With regard to the latter, Frank Camp, writing in Last Resistance, expresses the problem with exemplary clarity: “Racial fear is keeping Obama safe from criticism, and that shouldn’t be the case.… It’s time that we put aside this ridiculous notion that criticizing a black man is wrong, simply because he’s black. Obama has failed this country, and it’s not because of his race, but because of his character.” Thankfully, there are some among the black community who are beginning to awaken to the disaster that is Barack Obama and who might offset the timidity of people terrified of criticising a black (or half-black) president, irrespective of his unsuitability for office. Reverend Bill Owens of the Coalition of African American Pastors (CAAP), for example, does not mince words in his assessment: “In my lifetime, I’ve never seen a president as bad as this president.”

Much has been and continues to be written about what is probably the most mendacious administration in American political history. The fact that so many of Obama’s vital records are sealed or problematic should have raised alarm bells and disqualified his candidacy in the years before he assumed office -- or at least have alerted a sentient electorate to the ethical and political travesty his presidency would become. Many are now experiencing buyer’s remorse, spasms of retrocognition, but the slightest degree of early attention to Obama’s defective résumé would have avoided such metaleptic regret or rueful hindsight. So insidious a burlesque as his presidency would become should have been obvious to any serious voter. When one follows the trajectory of Obama’s career, one knows that one is dealing with a man who is a liar from the egg, a man for whom suppressing the truth or lying outright is the daily fare of his existence -- indeed, tracking the president’s innumerable lies has become something of an Internet sport.

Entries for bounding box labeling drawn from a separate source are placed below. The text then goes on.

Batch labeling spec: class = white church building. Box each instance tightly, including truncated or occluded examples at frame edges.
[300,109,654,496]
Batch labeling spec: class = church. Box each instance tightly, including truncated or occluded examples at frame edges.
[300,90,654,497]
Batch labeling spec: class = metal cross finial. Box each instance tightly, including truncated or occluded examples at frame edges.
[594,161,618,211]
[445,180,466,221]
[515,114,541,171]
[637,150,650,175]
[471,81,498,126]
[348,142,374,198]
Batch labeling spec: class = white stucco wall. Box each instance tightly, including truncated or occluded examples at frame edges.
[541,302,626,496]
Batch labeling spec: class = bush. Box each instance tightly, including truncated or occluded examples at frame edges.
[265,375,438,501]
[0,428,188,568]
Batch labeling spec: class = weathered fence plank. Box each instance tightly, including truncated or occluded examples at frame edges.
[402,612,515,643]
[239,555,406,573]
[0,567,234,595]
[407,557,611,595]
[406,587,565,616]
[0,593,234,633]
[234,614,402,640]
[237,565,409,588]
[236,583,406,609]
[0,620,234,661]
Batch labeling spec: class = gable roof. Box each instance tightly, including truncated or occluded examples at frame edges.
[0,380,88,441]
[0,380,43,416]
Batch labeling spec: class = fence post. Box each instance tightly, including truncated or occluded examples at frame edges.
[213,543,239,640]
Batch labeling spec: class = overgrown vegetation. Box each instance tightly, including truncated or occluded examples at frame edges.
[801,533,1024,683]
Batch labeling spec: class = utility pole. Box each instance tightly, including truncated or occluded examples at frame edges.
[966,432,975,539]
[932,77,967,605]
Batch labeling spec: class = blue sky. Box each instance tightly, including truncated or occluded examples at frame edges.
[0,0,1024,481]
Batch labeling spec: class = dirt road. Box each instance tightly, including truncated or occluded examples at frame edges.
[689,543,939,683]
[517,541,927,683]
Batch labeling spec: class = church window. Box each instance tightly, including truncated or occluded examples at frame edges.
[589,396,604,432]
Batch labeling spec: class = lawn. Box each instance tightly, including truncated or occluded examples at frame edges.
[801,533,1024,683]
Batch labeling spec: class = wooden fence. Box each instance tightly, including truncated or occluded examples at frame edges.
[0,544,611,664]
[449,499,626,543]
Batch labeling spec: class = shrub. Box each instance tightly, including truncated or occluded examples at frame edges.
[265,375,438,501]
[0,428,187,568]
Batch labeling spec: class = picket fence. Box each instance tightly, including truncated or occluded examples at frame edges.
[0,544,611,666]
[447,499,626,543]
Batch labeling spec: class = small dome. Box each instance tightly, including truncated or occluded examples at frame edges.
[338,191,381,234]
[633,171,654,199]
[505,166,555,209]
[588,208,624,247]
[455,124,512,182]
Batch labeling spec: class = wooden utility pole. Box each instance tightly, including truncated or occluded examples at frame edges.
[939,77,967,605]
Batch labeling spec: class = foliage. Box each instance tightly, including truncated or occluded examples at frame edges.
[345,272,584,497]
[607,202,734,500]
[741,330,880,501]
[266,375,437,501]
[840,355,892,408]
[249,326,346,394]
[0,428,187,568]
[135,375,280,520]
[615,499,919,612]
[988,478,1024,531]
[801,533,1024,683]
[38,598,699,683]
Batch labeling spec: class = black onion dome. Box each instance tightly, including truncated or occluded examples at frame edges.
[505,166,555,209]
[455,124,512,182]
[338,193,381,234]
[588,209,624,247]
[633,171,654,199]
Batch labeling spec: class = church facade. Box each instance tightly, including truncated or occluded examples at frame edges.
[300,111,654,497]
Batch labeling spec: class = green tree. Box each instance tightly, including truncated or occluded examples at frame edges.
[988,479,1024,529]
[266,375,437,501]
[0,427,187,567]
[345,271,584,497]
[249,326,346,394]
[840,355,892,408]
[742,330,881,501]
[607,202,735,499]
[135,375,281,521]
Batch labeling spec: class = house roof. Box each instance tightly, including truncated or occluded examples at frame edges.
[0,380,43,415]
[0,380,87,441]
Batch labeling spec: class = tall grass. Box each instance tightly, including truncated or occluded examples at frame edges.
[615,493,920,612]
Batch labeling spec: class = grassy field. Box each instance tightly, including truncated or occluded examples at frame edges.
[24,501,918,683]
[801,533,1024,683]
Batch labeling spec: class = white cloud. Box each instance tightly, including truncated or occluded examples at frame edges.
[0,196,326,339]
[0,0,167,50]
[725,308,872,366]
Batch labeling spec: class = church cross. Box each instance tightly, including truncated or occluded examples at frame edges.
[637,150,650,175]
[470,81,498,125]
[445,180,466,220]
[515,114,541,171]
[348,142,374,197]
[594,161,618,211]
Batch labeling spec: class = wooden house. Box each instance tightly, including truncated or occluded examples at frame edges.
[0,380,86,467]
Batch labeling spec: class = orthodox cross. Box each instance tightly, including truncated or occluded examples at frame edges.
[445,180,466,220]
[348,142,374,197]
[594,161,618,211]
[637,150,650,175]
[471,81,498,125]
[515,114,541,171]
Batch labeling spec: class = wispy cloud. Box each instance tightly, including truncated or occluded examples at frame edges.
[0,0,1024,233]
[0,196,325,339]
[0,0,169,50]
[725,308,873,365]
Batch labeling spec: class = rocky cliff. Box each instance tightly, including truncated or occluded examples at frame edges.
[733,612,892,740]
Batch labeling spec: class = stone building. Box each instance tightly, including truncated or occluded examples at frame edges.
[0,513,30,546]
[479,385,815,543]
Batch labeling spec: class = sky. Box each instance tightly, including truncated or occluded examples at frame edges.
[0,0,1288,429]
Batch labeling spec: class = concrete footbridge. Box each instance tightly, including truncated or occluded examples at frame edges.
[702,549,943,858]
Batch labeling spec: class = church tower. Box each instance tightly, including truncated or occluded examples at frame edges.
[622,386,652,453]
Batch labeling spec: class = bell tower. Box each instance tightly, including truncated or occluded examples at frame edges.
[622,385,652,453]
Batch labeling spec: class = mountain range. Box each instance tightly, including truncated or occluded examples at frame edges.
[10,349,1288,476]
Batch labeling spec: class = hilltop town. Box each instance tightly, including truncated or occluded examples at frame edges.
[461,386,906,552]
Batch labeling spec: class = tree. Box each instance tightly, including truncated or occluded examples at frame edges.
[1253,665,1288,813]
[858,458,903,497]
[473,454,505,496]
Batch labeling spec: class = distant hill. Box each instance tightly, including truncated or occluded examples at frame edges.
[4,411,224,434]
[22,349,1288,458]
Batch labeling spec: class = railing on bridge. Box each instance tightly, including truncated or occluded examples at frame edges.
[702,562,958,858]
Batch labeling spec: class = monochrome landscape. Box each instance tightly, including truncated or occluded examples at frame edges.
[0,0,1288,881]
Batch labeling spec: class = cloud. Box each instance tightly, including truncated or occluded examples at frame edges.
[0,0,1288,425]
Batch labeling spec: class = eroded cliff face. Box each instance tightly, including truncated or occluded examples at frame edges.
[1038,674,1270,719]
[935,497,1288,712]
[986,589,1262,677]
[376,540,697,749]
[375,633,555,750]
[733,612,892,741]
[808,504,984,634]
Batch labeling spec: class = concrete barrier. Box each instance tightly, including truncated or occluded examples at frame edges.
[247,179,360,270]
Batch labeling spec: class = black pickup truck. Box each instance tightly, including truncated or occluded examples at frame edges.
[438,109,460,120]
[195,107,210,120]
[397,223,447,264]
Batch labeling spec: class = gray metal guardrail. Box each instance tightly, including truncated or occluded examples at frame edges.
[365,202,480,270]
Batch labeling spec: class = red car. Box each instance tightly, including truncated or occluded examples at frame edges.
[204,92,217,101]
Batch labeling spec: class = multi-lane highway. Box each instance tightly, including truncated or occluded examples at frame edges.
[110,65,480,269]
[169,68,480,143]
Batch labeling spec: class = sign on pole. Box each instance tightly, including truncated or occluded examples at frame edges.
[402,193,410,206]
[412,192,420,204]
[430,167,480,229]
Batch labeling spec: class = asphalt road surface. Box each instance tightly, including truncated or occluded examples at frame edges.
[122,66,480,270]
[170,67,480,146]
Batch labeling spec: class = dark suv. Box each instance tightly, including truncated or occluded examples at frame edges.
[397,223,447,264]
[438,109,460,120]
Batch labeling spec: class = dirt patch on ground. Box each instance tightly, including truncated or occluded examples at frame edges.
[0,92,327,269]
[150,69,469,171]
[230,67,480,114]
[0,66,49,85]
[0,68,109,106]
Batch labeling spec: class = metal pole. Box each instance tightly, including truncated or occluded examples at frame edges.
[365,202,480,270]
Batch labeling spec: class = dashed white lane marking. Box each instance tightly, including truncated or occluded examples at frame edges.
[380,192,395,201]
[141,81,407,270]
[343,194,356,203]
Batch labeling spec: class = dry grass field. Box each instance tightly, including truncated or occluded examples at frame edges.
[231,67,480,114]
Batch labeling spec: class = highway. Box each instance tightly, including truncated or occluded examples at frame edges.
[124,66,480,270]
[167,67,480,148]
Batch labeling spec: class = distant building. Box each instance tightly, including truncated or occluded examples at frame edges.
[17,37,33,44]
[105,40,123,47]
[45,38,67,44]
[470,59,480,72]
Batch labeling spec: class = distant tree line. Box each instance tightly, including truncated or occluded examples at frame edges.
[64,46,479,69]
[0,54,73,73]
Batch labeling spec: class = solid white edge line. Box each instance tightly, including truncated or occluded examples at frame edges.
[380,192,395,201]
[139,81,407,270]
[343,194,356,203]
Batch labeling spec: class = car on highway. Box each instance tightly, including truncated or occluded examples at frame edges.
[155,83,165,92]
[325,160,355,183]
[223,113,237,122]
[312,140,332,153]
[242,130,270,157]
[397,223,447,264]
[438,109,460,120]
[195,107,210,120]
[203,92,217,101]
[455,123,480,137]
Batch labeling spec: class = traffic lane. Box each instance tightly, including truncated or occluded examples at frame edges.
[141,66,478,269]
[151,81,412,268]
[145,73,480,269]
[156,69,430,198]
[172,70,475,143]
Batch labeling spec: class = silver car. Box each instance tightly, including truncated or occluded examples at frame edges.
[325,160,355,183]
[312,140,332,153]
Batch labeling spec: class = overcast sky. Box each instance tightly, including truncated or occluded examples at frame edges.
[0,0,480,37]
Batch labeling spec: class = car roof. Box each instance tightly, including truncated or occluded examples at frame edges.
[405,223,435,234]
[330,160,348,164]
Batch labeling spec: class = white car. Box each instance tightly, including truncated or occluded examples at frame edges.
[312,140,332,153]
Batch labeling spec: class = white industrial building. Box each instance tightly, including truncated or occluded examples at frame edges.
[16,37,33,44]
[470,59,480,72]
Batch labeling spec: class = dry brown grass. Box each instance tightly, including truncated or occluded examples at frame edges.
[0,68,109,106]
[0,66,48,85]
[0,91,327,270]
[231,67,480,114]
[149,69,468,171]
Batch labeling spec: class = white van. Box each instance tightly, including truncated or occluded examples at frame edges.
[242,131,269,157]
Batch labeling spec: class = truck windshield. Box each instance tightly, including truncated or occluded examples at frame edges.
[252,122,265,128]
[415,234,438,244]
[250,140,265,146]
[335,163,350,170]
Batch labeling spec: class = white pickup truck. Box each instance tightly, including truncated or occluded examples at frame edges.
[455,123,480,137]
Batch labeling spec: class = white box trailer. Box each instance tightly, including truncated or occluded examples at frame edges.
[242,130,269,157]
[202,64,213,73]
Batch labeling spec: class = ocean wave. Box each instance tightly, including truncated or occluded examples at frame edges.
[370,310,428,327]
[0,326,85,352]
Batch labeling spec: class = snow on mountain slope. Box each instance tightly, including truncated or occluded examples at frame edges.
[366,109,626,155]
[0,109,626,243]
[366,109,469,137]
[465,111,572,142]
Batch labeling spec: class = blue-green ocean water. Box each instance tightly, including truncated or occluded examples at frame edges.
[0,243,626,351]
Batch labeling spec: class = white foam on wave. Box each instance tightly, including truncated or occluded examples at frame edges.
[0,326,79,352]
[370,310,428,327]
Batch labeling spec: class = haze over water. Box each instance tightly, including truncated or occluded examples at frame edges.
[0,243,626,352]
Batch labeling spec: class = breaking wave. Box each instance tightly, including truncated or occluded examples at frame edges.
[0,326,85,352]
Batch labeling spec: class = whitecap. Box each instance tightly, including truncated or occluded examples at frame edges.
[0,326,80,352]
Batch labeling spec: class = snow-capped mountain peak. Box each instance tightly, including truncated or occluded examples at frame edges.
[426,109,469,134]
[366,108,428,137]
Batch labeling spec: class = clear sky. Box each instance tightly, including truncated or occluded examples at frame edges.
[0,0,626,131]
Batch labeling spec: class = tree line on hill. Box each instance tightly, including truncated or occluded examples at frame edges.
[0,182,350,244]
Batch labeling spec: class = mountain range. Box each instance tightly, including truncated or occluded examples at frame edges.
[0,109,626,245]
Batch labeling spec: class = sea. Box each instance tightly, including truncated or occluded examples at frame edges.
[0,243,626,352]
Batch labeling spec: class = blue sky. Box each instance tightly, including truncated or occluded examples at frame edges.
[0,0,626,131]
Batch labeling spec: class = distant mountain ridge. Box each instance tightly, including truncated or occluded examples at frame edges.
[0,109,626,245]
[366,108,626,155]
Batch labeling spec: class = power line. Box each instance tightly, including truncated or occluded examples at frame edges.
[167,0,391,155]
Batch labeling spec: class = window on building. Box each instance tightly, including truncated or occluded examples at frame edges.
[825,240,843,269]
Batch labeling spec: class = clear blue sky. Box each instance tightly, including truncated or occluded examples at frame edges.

The incongruities in his personal narrative are so vast as to provoke the conviction that Obama is little more than an embodied fiction -- unless one assumes that a man born four years before his parents presumably met in Selma in 1965 is some sort of miracle worker or godsend. Aside from autobiographical disparities and obscurities, the empirical lies and political abuses continue to pile up. Senator Ted Cruz is in process of issuing a series of reports on the Obama administration’s abuses of power, having enumerated 76 instances of such constitutional dereliction at the hands of an “imperial presidency.” Blogger Tim Brown has documented 252 sourced examples of Obama’s lying, lawbreaking, corruption and cronyism, which as we are aware have culminated in a number of recent whoppers. For example, Obama insists that there was not “a smidgen of corruption” in the notorious IRS scoping of conservative organizations, yet the former director of the IRS Exempt Organizations division, Lois Lerner, who advanced the process, has twice pleaded the Fifth and will be held in contempt of Congress. Moreover, it now turns out that some two years’ worth of Lerner’s emails have been unaccountably lost. Something doesn’t compute, and we all know what that is.